Stealers are another kind of malware designed to steal sensitive information from a victim’s device. They can steal passwords, credit card numbers, photos, videos, and other sensitive data. Unlike spyware, the purpose of a stealer is to steal data, not to observe the victim.
Adware is malware that often appears as unwanted advertisements on your device. While encountering pop-up ads online is common, adware can display unwanted ads even on trusted websites or apps where they don’t usually appear. Aggressive adware may show ads on your lock screen and trigger video and audio advertisements. At the same time, the phone is asleep and displays out-of-app ads that interfere with other applications.
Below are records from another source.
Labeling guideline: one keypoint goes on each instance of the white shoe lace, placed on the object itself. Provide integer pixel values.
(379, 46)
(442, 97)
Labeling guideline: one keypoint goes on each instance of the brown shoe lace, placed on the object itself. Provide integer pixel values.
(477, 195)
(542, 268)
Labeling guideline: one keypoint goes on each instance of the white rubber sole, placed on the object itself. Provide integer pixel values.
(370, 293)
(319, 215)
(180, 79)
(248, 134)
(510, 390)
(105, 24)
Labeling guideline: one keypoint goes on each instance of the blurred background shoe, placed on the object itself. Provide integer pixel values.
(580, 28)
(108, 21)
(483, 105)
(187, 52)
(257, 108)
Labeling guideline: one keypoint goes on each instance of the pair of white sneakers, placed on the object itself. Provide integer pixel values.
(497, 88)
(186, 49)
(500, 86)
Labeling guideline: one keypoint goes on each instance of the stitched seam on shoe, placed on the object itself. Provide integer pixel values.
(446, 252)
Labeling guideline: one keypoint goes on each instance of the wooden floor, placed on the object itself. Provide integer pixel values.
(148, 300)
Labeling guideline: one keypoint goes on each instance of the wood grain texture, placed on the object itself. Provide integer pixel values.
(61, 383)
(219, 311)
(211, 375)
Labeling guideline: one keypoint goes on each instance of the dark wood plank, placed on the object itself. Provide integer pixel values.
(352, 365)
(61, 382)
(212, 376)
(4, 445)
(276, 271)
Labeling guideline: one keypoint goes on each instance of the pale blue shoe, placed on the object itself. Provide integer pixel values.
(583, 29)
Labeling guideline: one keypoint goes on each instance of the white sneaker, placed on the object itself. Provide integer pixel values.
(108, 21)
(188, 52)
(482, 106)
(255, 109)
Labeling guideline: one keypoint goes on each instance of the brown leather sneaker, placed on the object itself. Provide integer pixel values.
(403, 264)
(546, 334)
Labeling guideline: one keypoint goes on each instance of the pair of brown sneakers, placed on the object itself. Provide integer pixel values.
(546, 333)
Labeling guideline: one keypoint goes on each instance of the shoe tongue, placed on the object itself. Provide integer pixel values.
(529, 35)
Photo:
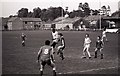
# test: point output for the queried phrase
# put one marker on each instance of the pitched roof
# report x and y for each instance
(30, 19)
(25, 19)
(69, 20)
(94, 17)
(12, 19)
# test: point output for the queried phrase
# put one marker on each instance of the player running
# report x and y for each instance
(45, 56)
(61, 47)
(99, 47)
(55, 37)
(104, 35)
(23, 37)
(87, 43)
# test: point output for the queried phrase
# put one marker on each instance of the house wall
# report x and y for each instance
(9, 24)
(30, 25)
(47, 26)
(17, 24)
(62, 26)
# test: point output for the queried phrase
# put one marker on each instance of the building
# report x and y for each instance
(16, 23)
(3, 22)
(119, 5)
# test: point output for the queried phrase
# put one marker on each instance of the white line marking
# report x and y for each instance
(89, 70)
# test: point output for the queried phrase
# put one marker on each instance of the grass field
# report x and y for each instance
(22, 60)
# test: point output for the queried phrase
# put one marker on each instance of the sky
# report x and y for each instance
(10, 7)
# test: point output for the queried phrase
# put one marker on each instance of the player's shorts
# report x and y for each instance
(61, 47)
(53, 44)
(87, 45)
(56, 40)
(47, 61)
(99, 49)
(104, 36)
(23, 41)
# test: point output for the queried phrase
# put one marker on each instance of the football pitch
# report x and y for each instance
(22, 60)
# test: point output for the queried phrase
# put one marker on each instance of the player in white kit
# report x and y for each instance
(87, 43)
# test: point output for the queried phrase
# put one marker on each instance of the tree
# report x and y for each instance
(23, 12)
(37, 12)
(30, 14)
(86, 9)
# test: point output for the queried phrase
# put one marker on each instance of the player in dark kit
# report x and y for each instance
(23, 37)
(61, 47)
(45, 56)
(99, 47)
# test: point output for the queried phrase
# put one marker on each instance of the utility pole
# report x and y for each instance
(100, 14)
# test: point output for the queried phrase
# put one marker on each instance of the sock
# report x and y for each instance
(41, 73)
(54, 73)
(95, 54)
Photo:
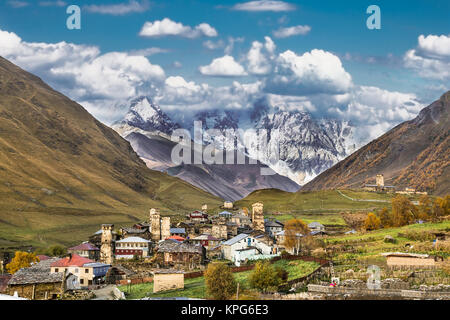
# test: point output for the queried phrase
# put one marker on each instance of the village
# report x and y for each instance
(169, 256)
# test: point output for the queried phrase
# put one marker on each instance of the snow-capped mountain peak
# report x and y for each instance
(146, 115)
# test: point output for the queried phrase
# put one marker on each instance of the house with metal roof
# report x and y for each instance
(316, 226)
(272, 227)
(206, 240)
(131, 247)
(86, 250)
(178, 232)
(38, 282)
(243, 241)
(88, 272)
(174, 253)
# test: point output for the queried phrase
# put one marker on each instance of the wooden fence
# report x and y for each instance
(197, 274)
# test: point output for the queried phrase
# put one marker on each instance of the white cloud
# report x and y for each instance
(148, 51)
(291, 31)
(264, 5)
(18, 4)
(431, 58)
(213, 45)
(225, 66)
(177, 64)
(313, 72)
(259, 62)
(167, 27)
(82, 72)
(434, 46)
(131, 6)
(58, 3)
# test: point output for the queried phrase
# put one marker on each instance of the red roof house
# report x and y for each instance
(42, 257)
(73, 260)
(178, 238)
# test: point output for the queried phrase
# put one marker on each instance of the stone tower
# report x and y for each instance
(258, 216)
(160, 226)
(106, 249)
(219, 231)
(155, 224)
(380, 180)
(165, 228)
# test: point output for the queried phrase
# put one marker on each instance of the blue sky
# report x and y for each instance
(373, 58)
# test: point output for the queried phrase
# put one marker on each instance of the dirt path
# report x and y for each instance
(105, 293)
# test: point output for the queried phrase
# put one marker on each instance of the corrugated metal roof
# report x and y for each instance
(177, 230)
(132, 239)
(238, 238)
(85, 246)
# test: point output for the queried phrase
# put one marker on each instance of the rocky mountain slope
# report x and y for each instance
(229, 181)
(414, 154)
(63, 173)
(306, 146)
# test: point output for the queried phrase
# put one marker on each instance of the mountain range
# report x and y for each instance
(306, 146)
(414, 154)
(63, 173)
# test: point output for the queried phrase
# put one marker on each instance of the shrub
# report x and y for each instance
(264, 277)
(220, 283)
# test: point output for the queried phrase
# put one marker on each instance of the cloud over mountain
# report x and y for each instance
(291, 31)
(431, 58)
(118, 9)
(264, 5)
(167, 27)
(225, 66)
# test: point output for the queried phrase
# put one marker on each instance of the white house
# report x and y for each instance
(316, 226)
(242, 243)
(132, 246)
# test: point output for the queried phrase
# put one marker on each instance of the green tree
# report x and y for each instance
(425, 211)
(21, 260)
(56, 251)
(265, 277)
(372, 222)
(219, 280)
(441, 207)
(385, 218)
(403, 211)
(294, 230)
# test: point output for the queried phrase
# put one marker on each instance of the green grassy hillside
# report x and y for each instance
(63, 173)
(322, 206)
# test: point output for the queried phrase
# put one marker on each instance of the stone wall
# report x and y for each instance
(39, 291)
(155, 224)
(386, 293)
(165, 228)
(168, 281)
(106, 249)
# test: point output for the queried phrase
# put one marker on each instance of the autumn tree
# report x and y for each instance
(372, 222)
(220, 283)
(56, 251)
(385, 218)
(425, 208)
(21, 260)
(294, 230)
(265, 277)
(441, 207)
(403, 211)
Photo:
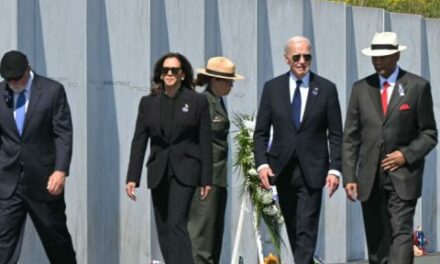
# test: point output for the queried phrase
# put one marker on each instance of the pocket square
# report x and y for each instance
(404, 107)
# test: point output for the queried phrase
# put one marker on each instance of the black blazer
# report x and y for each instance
(316, 144)
(189, 149)
(409, 126)
(46, 142)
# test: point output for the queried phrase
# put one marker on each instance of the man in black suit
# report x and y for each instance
(35, 154)
(305, 154)
(390, 128)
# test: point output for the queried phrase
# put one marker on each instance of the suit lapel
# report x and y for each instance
(312, 94)
(396, 97)
(184, 106)
(284, 98)
(36, 90)
(155, 115)
(7, 106)
(374, 93)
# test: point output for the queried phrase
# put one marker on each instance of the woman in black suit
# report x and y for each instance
(176, 121)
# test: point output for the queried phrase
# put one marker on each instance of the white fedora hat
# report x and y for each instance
(220, 67)
(383, 44)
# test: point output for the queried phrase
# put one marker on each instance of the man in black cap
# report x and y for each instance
(35, 155)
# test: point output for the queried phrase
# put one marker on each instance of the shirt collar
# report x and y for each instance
(391, 79)
(27, 86)
(305, 80)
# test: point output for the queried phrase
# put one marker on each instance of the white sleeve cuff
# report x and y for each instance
(262, 166)
(335, 172)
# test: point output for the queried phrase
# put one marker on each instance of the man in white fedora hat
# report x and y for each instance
(305, 154)
(389, 129)
(206, 220)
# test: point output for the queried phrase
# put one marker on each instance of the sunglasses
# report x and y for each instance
(297, 57)
(173, 70)
(13, 79)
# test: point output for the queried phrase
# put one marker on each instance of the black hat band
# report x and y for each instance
(220, 73)
(384, 46)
Adware may also collect information about you and target you with ads based on this information.
What should you do if you have a virus?
Delete suspicious apps in safe mode
If you suspect malware on your phone and can’t delete the apps, restart it in safe mode to remove malicious apps before they start. Search online for your phone’s exact procedure, but for many models, press and hold the Power button from the lock screen until you see the shutdown screen, then tap and hold the Power Off button to restart in safe mode. When the phone reboots in Safe Mode, third-party applications (including most malware) are disabled. This allows you to find all potentially unwanted applications and uninstall them.
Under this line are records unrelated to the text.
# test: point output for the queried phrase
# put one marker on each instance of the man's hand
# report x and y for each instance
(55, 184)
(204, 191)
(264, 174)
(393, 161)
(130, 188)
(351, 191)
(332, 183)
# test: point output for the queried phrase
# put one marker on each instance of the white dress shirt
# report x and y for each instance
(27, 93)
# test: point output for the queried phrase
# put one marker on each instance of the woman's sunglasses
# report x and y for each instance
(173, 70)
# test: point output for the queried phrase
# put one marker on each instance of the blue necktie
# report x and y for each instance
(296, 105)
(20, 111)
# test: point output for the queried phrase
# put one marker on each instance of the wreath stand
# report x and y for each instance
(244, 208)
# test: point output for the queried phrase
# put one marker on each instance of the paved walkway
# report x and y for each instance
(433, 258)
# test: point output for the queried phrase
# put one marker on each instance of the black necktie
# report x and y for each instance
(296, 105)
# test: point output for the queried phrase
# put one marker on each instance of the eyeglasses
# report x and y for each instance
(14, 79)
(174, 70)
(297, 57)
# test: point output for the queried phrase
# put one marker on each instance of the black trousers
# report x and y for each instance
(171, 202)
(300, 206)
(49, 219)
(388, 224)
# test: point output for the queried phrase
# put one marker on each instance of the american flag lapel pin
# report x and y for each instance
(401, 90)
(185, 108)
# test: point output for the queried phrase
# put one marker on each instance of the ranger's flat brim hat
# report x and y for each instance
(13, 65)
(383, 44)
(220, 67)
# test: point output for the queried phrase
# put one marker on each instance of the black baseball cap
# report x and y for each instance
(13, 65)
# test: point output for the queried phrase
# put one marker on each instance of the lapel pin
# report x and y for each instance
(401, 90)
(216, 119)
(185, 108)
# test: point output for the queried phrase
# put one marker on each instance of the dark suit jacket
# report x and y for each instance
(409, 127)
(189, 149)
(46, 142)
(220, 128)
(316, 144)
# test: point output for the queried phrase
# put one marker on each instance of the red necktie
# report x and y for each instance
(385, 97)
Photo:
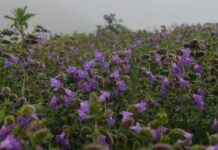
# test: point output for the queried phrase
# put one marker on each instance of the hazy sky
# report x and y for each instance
(83, 15)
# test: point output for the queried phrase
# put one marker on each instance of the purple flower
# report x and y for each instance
(184, 61)
(186, 52)
(99, 56)
(14, 59)
(87, 86)
(102, 141)
(115, 58)
(105, 65)
(10, 143)
(69, 93)
(87, 65)
(188, 136)
(104, 96)
(65, 144)
(176, 69)
(82, 74)
(121, 86)
(183, 83)
(199, 100)
(83, 110)
(140, 106)
(5, 131)
(115, 74)
(72, 70)
(151, 76)
(197, 68)
(55, 83)
(53, 102)
(137, 128)
(157, 58)
(110, 121)
(215, 125)
(125, 115)
(156, 134)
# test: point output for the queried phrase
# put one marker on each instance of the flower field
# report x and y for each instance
(112, 89)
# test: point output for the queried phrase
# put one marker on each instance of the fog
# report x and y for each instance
(67, 16)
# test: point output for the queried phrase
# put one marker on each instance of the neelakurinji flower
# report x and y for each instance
(87, 65)
(104, 96)
(215, 124)
(55, 83)
(10, 143)
(54, 102)
(99, 56)
(125, 115)
(101, 139)
(111, 121)
(61, 139)
(72, 70)
(151, 76)
(140, 106)
(115, 74)
(83, 110)
(186, 52)
(121, 86)
(137, 128)
(115, 58)
(5, 131)
(183, 83)
(199, 100)
(184, 61)
(197, 68)
(176, 70)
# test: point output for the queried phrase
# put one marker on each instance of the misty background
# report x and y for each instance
(66, 16)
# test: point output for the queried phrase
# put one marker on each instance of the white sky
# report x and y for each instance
(83, 15)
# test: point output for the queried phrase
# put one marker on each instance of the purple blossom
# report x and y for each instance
(105, 65)
(10, 143)
(115, 74)
(87, 86)
(157, 58)
(69, 93)
(87, 65)
(176, 69)
(104, 96)
(151, 76)
(199, 100)
(111, 121)
(184, 61)
(61, 138)
(55, 83)
(140, 106)
(102, 141)
(188, 136)
(137, 128)
(215, 125)
(121, 86)
(186, 52)
(197, 68)
(125, 115)
(115, 58)
(14, 59)
(156, 134)
(82, 74)
(183, 83)
(83, 110)
(72, 70)
(99, 56)
(53, 102)
(5, 131)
Turn on Google Play Protect
Google’s Play Protect is a free anti-malware app that scans your phone for malicious apps and behavior. It checks third-party apps for malware-like behavior and prevents them from harming your device. If you haven’t enabled Play Protect, we recommend doing so immediately from the Google Play store.
Scan your phone with an anti-malware solution
You can use our mobile scanner to ensure your Android device is immaculate. In case there is still an infection, Trojan Scanner will remove it. You can download Trojan Scanner from Google Play or directly from our website.
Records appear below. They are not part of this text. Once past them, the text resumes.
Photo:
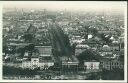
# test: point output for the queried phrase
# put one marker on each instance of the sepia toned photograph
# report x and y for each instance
(57, 40)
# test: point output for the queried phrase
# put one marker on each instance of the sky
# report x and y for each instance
(114, 6)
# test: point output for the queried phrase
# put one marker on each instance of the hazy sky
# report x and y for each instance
(116, 6)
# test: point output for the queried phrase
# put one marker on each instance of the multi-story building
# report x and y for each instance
(43, 60)
(110, 64)
(92, 65)
(69, 64)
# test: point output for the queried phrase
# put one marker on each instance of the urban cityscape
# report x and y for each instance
(41, 44)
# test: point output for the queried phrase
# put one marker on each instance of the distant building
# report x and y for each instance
(80, 48)
(43, 61)
(110, 64)
(113, 32)
(69, 64)
(92, 65)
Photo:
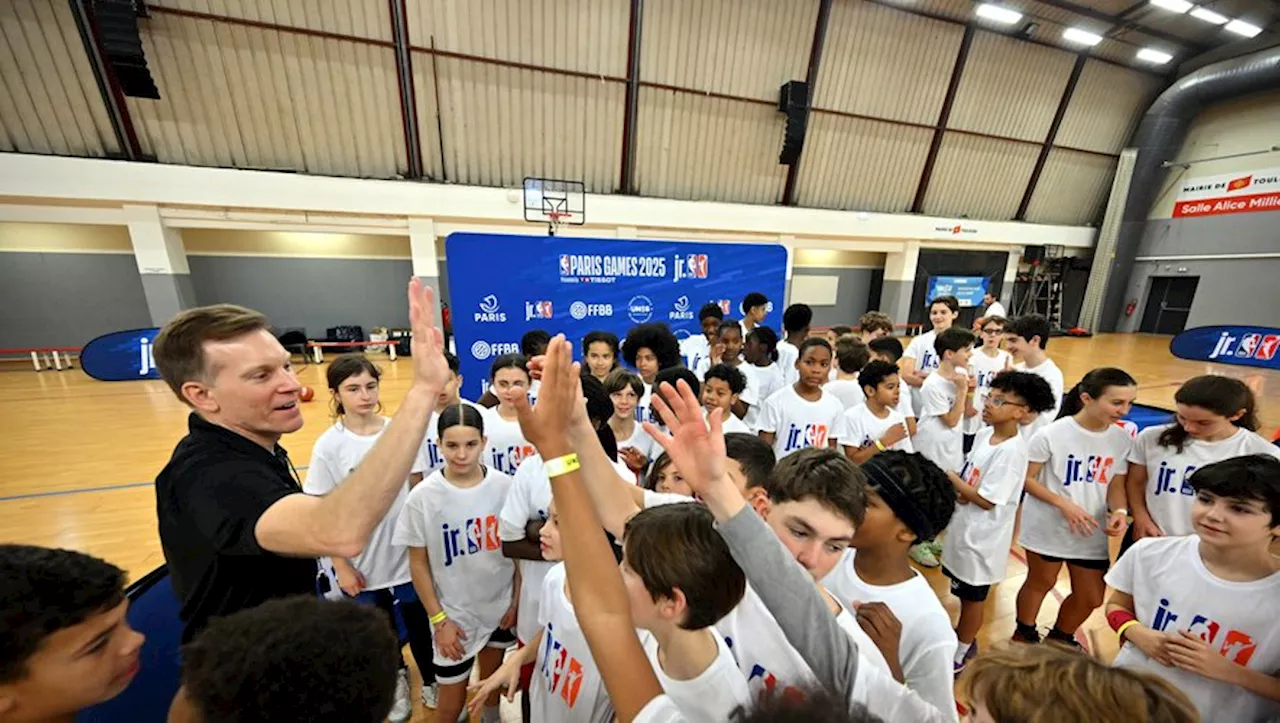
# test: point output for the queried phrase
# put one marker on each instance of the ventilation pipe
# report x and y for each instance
(1159, 138)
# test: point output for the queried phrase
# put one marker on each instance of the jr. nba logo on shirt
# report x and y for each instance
(562, 672)
(472, 536)
(1234, 645)
(807, 435)
(1091, 468)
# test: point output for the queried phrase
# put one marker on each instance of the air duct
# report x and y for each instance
(1159, 138)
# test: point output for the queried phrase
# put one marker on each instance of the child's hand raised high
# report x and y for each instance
(696, 451)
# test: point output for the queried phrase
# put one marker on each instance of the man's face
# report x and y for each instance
(813, 534)
(250, 387)
(74, 668)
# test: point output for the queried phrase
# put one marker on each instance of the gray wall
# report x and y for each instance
(1230, 291)
(311, 293)
(850, 297)
(65, 300)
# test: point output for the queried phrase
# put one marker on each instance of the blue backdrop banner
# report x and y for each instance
(967, 289)
(1244, 346)
(503, 286)
(120, 356)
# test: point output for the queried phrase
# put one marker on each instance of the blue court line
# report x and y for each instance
(78, 490)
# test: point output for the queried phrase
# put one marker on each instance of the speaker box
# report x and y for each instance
(794, 101)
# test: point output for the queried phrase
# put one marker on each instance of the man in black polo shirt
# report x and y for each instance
(234, 525)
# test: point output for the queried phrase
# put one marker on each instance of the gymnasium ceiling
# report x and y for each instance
(507, 88)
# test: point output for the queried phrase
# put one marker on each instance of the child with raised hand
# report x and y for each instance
(565, 683)
(874, 425)
(909, 499)
(984, 364)
(851, 356)
(1075, 499)
(722, 388)
(803, 416)
(600, 353)
(506, 447)
(976, 552)
(1201, 609)
(1216, 420)
(470, 590)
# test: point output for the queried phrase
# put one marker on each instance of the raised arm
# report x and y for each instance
(594, 581)
(339, 524)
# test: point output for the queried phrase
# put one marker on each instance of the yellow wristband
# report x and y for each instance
(561, 466)
(1124, 627)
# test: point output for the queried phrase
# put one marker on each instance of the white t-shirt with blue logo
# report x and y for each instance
(798, 422)
(1078, 465)
(1173, 591)
(1169, 471)
(458, 527)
Phone Viruses on iOS – Do They Exist?
It’s very unlikely for iPhones to get a virus. Although technically possible, only a few iPhone viruses have been developed, primarily for academic and research purposes. Apple designed iOS to restrict apps from communicating with each other and the operating system, which reduces the risk of viruses on iPhones. Although there are exceptions. Additionally, users can only install approved apps from the App Store, which Apple evaluates for viruses and other issues before making them available. In addition, there are no antivirus programs available in the App Store. However, security apps from major antivirus companies focus on securing your browsing, privacy, and data backup.
If you notice any unusual behavior, it may be due to a buggy app that needs to be updated or removed. However, if your iPhone has been jailbroken, it may have been infected with a virus. The risk of jailbroken iPhone infection increases significantly, the same as if an Android device were rooted. In such cases, getting rid of the virus can be difficult, but you can try the following steps:
- Delete any apps that you suspect may have carried the virus.
- Restore your iPhone from an uninfected backup.
- Restore your phone to its factory settings, but back up your data before doing so. Do not create a restore point – it will have the infection inside, so all the manipulations will not make any sense.